Staff Writer
Australia has joined a group of allies and partners to call out malicious cyber activities by China’s Ministry of State Security (MSS). China has responded by calling the accusations “slander” and a “huge lie”, threatening retaliation if punitive measures are enforced.
On Monday, Australia joined forces with the United States, the European Union, NATO, Canada, Japan, and New Zealand to condemn MSS cyber activities.
“The Australian Government joins international partners in expressing serious concerns about malicious cyber activities by China’s Ministry of State Security,” said Australia’s Minister for Foreign Affairs, Senator Marise Payne.
Simultaneously, the White House was briefing journalists in a coordinated strike against China. In addition to naming and shaming China, a White House senior administration figure said the coalition would show how the MSS uses criminal contract hackers to conduct unsanctioned cyber activities around the world. These hackers conduct cyber-enabled extortion, crypto-jacking, and theft for personal profit.
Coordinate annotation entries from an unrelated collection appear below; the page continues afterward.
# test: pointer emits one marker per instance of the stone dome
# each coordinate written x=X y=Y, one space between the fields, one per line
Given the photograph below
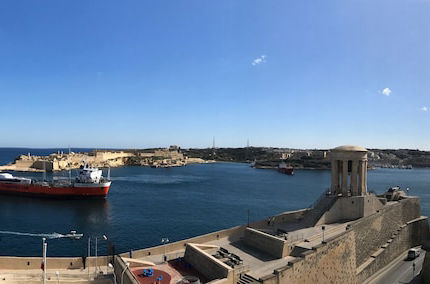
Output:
x=349 y=148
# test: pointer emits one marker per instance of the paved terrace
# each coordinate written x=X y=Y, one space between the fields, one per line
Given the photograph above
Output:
x=257 y=262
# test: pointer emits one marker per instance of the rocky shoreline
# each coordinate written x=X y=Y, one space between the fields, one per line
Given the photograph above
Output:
x=156 y=158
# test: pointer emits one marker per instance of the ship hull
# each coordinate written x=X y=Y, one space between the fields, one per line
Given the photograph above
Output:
x=73 y=191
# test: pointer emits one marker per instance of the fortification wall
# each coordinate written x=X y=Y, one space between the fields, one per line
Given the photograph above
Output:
x=210 y=267
x=407 y=236
x=122 y=272
x=232 y=233
x=373 y=231
x=333 y=262
x=24 y=263
x=264 y=242
x=351 y=208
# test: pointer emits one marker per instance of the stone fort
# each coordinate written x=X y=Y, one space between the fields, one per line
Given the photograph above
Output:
x=346 y=236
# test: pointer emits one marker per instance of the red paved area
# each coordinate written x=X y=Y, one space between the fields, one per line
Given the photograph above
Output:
x=172 y=272
x=152 y=279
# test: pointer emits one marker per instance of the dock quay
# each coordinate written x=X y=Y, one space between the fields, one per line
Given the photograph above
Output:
x=348 y=235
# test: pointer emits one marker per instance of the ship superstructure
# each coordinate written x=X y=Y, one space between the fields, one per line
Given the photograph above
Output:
x=88 y=183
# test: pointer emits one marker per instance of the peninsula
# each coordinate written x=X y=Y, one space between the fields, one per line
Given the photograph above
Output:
x=161 y=157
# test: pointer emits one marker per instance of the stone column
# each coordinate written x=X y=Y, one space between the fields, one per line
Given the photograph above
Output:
x=345 y=177
x=364 y=191
x=360 y=176
x=354 y=172
x=334 y=176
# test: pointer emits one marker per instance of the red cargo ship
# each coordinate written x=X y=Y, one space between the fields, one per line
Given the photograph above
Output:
x=88 y=183
x=285 y=169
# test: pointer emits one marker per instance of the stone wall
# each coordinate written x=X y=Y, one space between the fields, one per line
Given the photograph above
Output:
x=233 y=234
x=407 y=236
x=122 y=272
x=207 y=265
x=351 y=208
x=264 y=242
x=25 y=263
x=373 y=231
x=333 y=262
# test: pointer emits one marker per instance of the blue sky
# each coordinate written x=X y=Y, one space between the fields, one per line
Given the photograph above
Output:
x=305 y=74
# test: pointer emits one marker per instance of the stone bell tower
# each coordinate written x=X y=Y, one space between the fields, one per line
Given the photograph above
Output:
x=349 y=170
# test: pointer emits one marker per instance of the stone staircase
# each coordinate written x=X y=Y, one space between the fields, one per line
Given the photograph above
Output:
x=246 y=279
x=320 y=206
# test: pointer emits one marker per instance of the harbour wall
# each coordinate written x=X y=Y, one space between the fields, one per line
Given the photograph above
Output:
x=366 y=246
x=232 y=234
x=210 y=267
x=25 y=263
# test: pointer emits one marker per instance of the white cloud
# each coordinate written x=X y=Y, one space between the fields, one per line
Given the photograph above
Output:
x=259 y=60
x=386 y=92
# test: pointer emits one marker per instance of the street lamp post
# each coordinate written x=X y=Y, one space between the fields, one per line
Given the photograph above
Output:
x=44 y=248
x=113 y=271
x=323 y=228
x=122 y=274
x=164 y=241
x=89 y=254
x=96 y=251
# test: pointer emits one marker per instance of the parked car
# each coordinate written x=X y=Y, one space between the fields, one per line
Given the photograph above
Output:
x=413 y=253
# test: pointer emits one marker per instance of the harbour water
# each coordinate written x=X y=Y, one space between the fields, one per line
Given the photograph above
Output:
x=146 y=204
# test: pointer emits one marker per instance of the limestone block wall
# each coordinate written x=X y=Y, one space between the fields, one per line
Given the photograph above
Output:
x=24 y=163
x=24 y=263
x=373 y=231
x=123 y=273
x=288 y=217
x=351 y=208
x=409 y=235
x=207 y=265
x=264 y=242
x=333 y=262
x=234 y=233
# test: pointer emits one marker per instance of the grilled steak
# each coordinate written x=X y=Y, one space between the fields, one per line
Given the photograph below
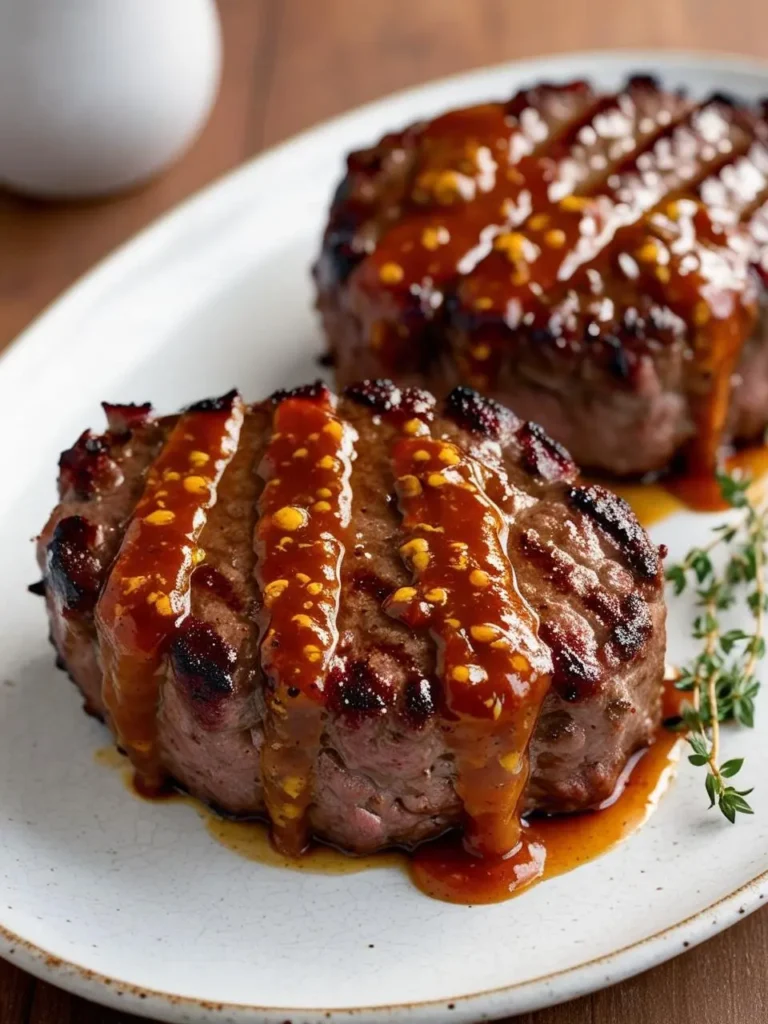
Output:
x=596 y=261
x=370 y=619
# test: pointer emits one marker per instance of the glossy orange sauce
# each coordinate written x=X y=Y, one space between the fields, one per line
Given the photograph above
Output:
x=654 y=502
x=147 y=591
x=443 y=869
x=301 y=537
x=549 y=846
x=494 y=669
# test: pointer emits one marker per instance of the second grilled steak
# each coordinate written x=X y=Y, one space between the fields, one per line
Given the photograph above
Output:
x=596 y=261
x=323 y=564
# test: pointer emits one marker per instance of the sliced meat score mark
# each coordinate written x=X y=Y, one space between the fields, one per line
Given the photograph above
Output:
x=147 y=594
x=301 y=540
x=495 y=670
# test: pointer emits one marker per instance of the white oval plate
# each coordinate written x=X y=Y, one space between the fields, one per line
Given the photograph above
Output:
x=133 y=904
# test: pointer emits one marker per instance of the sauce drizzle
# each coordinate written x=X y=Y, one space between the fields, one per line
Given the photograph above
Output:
x=146 y=595
x=494 y=669
x=301 y=538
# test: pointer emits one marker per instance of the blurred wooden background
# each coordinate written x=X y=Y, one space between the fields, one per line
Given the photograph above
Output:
x=290 y=64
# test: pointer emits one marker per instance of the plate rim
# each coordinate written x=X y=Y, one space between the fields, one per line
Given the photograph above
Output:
x=573 y=981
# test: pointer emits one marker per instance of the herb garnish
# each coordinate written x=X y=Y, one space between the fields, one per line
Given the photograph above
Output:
x=721 y=678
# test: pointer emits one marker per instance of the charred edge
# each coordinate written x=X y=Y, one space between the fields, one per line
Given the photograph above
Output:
x=544 y=457
x=384 y=396
x=203 y=665
x=315 y=391
x=480 y=415
x=87 y=466
x=631 y=633
x=616 y=520
x=548 y=559
x=619 y=359
x=356 y=692
x=124 y=418
x=210 y=579
x=74 y=571
x=529 y=97
x=340 y=255
x=221 y=404
x=576 y=676
x=420 y=700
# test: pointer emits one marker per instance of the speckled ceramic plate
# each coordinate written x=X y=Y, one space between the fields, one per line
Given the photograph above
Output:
x=134 y=904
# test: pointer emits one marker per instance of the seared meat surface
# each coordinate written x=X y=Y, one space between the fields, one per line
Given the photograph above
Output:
x=596 y=261
x=313 y=608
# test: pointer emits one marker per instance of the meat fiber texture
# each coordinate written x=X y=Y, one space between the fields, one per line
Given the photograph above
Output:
x=596 y=261
x=384 y=774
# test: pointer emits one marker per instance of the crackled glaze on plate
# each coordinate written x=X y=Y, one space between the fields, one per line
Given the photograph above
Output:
x=134 y=904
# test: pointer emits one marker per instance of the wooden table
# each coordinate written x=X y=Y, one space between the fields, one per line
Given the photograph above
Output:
x=289 y=65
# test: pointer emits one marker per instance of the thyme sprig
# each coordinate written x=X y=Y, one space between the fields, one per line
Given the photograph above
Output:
x=721 y=679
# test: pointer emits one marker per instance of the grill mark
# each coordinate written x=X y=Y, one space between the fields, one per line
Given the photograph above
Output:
x=147 y=594
x=74 y=569
x=87 y=468
x=616 y=521
x=543 y=457
x=356 y=692
x=627 y=620
x=480 y=415
x=709 y=138
x=577 y=673
x=304 y=514
x=203 y=667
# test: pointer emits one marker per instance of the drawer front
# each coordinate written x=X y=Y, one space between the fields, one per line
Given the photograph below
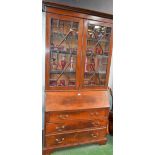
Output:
x=74 y=115
x=73 y=125
x=75 y=137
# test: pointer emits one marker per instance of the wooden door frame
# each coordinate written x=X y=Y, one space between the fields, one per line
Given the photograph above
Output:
x=84 y=55
x=47 y=54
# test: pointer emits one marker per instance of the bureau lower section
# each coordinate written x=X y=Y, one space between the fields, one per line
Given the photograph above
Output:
x=71 y=128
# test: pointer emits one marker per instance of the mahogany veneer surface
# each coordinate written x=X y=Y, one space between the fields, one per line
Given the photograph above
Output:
x=71 y=100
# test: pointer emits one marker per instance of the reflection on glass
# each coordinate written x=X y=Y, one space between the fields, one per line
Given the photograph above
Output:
x=63 y=53
x=98 y=40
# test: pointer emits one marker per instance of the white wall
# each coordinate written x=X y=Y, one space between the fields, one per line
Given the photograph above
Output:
x=98 y=5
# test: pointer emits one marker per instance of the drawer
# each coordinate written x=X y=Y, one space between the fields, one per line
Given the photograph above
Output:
x=73 y=125
x=74 y=137
x=76 y=115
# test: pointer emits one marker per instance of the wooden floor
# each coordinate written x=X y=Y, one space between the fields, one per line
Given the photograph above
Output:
x=93 y=149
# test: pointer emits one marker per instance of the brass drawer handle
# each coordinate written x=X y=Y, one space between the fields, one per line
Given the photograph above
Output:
x=94 y=113
x=59 y=140
x=63 y=116
x=94 y=135
x=60 y=128
x=95 y=123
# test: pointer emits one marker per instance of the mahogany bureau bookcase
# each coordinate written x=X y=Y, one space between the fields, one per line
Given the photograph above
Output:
x=77 y=64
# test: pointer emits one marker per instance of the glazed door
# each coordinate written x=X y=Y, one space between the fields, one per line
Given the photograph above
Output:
x=96 y=54
x=63 y=52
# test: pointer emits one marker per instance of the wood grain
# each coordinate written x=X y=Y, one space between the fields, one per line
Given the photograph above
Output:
x=56 y=101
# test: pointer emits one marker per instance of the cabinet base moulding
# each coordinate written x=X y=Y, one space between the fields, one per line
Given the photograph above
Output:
x=49 y=150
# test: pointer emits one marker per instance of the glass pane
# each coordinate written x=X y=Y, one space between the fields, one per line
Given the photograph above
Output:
x=63 y=53
x=98 y=40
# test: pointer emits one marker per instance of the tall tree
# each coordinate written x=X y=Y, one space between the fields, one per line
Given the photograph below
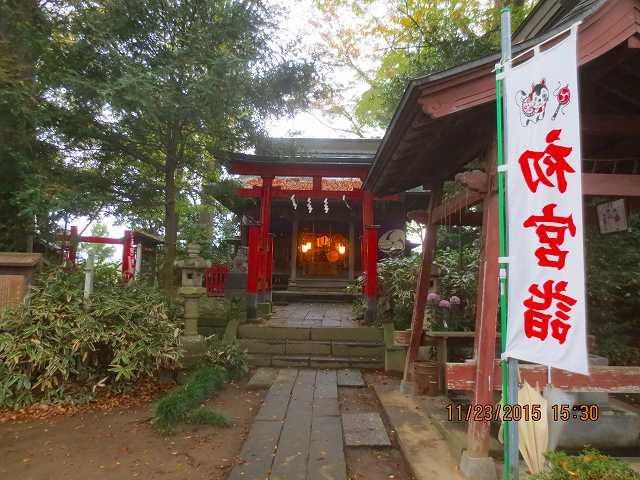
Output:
x=156 y=88
x=386 y=43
Also exposed are some 50 tactics, techniques and procedures MSS sponsored hackers used when targeting US and allied networks.
Finally, the coalition formally attributed the cyber campaign using zero-day vulnerabilities in the Microsoft Exchange Server in March to MSS affiliated hackers.
“The Australian Government has determined that China’s Ministry of State Security exploited vulnerabilities in the Microsoft Exchange software to affect thousands of computers and networks worldwide, including in Australia,” says Senator Payne.
“My understanding is that the Chinese Government, not unlike the Russian Government, is not doing this themselves, but are protecting those who are doing it,” said US President Jo Biden.
On the same day, the US Department of Justice announced criminal charges against four MSS hackers, include three state security officers.
“Pretty much the world has come out and pointed the finger at China,” says Alastair MacGibbon, Chief Strategy Officer at Cyber CX and former Australian National Cyber Security Advisor.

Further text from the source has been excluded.